Welche Folgen hat die Einordnung von Boo​king​.com als Gatekeeper nach dem DMA?

Die EU-Kom­mis­si­on hat­te im Mai 2024 den Betrei­ber der Hotel­bu­chungs­platt­form Boo​king​.com als Tor­wäch­ter desi­gniert. Zuvor hat­te das Unter­neh­men am 1.3.2024 der Kom­mis­si­on mit­ge­teilt, dass es mög­li­cher­wei­se als Gate­kee­per nach dem DMA ein­zu­ord­nen sei.

Was sind die Hintergründe dieser Designation?

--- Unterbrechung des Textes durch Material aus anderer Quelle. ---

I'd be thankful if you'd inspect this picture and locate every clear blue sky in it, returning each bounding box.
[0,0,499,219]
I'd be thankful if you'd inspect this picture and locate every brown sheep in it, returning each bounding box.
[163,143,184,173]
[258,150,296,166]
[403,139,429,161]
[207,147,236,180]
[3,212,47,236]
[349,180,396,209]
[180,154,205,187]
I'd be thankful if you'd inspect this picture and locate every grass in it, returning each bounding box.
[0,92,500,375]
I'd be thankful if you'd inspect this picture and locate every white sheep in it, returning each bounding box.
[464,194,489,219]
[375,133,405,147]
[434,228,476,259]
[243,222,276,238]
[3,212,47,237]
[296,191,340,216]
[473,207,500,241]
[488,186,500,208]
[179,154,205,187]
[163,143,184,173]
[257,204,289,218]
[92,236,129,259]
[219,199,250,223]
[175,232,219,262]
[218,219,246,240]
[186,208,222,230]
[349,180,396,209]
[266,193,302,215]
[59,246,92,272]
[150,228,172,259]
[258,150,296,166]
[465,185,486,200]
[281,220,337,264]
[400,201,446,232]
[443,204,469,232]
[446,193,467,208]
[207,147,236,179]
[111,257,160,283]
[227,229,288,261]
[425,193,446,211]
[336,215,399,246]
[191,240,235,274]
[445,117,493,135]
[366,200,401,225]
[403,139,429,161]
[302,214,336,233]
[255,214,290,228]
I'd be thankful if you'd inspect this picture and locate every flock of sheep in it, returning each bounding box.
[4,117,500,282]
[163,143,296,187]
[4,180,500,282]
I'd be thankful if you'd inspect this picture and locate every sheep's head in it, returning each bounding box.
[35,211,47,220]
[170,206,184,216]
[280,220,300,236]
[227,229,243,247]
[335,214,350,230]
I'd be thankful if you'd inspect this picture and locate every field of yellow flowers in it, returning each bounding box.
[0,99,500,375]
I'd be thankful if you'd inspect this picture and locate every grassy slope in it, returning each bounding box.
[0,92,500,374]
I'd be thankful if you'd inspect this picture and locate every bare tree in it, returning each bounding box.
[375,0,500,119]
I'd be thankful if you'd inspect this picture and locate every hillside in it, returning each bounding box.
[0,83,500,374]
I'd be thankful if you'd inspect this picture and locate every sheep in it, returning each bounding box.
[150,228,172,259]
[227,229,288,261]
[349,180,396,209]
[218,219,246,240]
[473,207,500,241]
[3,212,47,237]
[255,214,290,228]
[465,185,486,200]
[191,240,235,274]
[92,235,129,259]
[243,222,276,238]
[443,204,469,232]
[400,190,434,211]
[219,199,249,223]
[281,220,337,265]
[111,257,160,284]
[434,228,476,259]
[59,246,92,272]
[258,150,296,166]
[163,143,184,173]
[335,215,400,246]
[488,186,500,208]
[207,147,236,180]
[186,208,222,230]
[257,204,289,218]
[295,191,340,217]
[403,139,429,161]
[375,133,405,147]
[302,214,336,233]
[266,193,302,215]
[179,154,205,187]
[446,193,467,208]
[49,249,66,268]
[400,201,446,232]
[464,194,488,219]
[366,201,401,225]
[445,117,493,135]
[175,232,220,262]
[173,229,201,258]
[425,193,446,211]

Art. 3 DMA sieht ein Desi­gna­ti­ons­ver­fah­ren vor. Im Rah­men die­ses Ver­fah­rens wer­den Unter­neh­men von der Kom­mis­si­on förm­lich als Gatekeeper/​Torwächter benannt. Die all­ge­mei­nen Kri­te­ri­en sind in Art. 3 Abs. 1 DMA auf­ge­führt, wobei Art. 3 Abs. 2 DMA quan­ti­ta­ti­ve Ver­mu­tungs­re­geln enthält: 

  • Ers­tens muss ein Unter­neh­men erheb­li­chen Ein­fluss auf den Bin­nen­markt haben. Dies wird ver­mu­tet, sofern das Unter­neh­men in min­des­tens drei Mit­glied­staa­ten den­sel­ben zen­tra­len Platt­form­dienst bereit­stellt, bei einem Jah­res­um­satz von min­des­tens 7,5 Mrd. EUR in den ver­gan­ge­nen drei Geschäfts­jah­ren oder einer Markt­ka­pi­ta­li­sie­rung bzw. einem Markt­wert im ver­gan­ge­nen Geschäfts­jahr von min­des­tens 75 Mrd. EUR.
  • Zwei­tens muss das Unter­neh­men einen zen­tra­len Platt­form­dienst bereit­stel­len, der gewerb­li­chen Nut­zern als wich­ti­ges Zugangs­tor zu End­nut­zern dient. Dies wird ver­mu­tet, wenn der bereit­ge­stell­te zen­tra­le Platt­form­dienst im ver­gan­ge­nen Geschäfts­jahr min­des­tens 45 Mio. in der EU nie­der­ge­las­se­ne oder auf­häl­ti­ge monat­lich akti­ve End­nut­zer (MAU) hat sowie min­des­tens 10.000 in der EU nie­der­ge­las­se­ne jähr­lich akti­ve gewerb­li­che Nut­zer (YACU).
  • Drit­tens muss das Unter­neh­men hin­sicht­lich sei­ner Tätig­kei­ten eine gefes­tig­te und dau­er­haf­te Posi­ti­on inne­ha­ben oder eine sol­che muss in naher Zukunft abseh­bar sein. Dies wird ver­mu­tet, wenn die vor­her­ge­hen­den Nut­zer-Schwell­wer­te in jedem der drei ver­gan­ge­nen Geschäfts­jah­re erreicht wurde.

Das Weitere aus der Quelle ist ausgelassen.